I want to mention xPlan and OmniPlan separately, because as project management apps they stick out in a task management app comparison. I use OmniPlan to get a glimpse of what zCasting 3000, or even I, will be doing over the next year(s). It is something I use, to give people an idea where we’re heading. A project management app helps me to create timelines. Such an app helps me to break bigger goals down into smaller and smaller, more manageable, ones.
That said, I was intrigued by the idea to use OmniPlan for my personal task management. As it turns out, the tasks are just too small, too granular, to fit in a plan for the next year.

Why OmniFocus won me back

OmniFocus just does what I need from a personal task management tool. I can enter a task, give it a start date, then the task hides away. Later, when the day comes around to do the task, suddenly that task appears, I remember why I originally put it there and I can work on it again. OmniFocus allows me to create folders, projects, and task lists. Three very useful and distinctive things. Folders are for my “areas of responsibility”. Projects are just that. Projects come and go within an area of responsibility. I use task lists extensively throughout my week to get my day-to-day work done.

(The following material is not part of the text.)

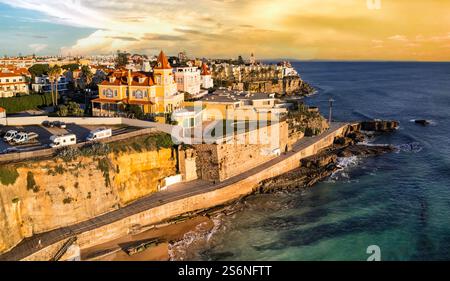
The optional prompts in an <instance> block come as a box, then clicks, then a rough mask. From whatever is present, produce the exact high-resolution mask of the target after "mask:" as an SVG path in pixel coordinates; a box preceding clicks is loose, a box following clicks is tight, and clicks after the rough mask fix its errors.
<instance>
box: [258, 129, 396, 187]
mask: <svg viewBox="0 0 450 281" xmlns="http://www.w3.org/2000/svg"><path fill="white" fill-rule="evenodd" d="M398 126H399V124H398V122H397V121H378V120H375V121H365V122H360V123H359V126H357V127H356V128H354V129H353V130H352V131H350V132H347V134H346V135H345V136H344V137H341V138H337V139H335V141H334V144H333V146H332V147H330V148H328V149H325V150H323V151H321V152H320V153H318V154H316V155H313V156H310V157H307V158H304V159H302V160H301V161H300V166H299V167H298V168H296V169H294V170H292V171H290V172H288V173H285V174H283V175H279V176H277V177H274V178H270V179H267V180H264V181H262V182H261V183H260V184H259V186H258V188H257V190H256V192H257V193H273V192H276V191H280V190H289V189H297V188H307V187H311V186H312V185H314V184H315V183H317V182H319V181H321V180H323V179H325V178H327V177H329V176H331V175H332V174H333V173H334V172H336V171H338V170H340V169H341V167H340V166H339V164H338V158H340V157H351V156H359V157H369V156H378V155H382V154H385V153H389V152H393V151H394V150H395V148H394V147H393V146H391V145H365V144H362V143H363V142H364V141H365V140H366V139H367V138H368V135H367V134H366V133H363V132H362V131H364V132H372V133H386V132H393V131H394V130H395V129H397V128H398ZM362 129H364V130H362Z"/></svg>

There’s more. Let’s not forget that OmniFocus has AppleScript support. I know AppleScript is not everybody’s favorite. Python is a really good and popular (scripting) language at the moment, but, I don’t know, I’m just more of an AppleScripter. Also there’s Chris’ Templates.scpt script which makes awesome things.
OmniFocus also has comments, which may be an underestimated feature for some. But having the ability to give a task any length of text (with formatting) is highly useful. Making meeting notes is super important to me. When I go back to a task, that I had deferred previously, it is good to know what caused the deferral. I use a TextExpander snippet called “update”, it inserts some “----" along with the current date and time. I also use external Attachments, and a script to copy a Mail.app’s mail URL to the clipboard.
Last but not least I like that OmniFocus allows me to “focus” and “zone in” on something. It has Perspectives. I can look at my life at different angles. Something highly useful so that I can work on my Priorities.

This is why OmniFocus is the king (or queen?) of task management for me.


  1. Managing tasks doesn’t stop when my office closes. It would be as if I stop existing right after my professional work is done. 

  2. Who wouldn’t be up for a challenge, right?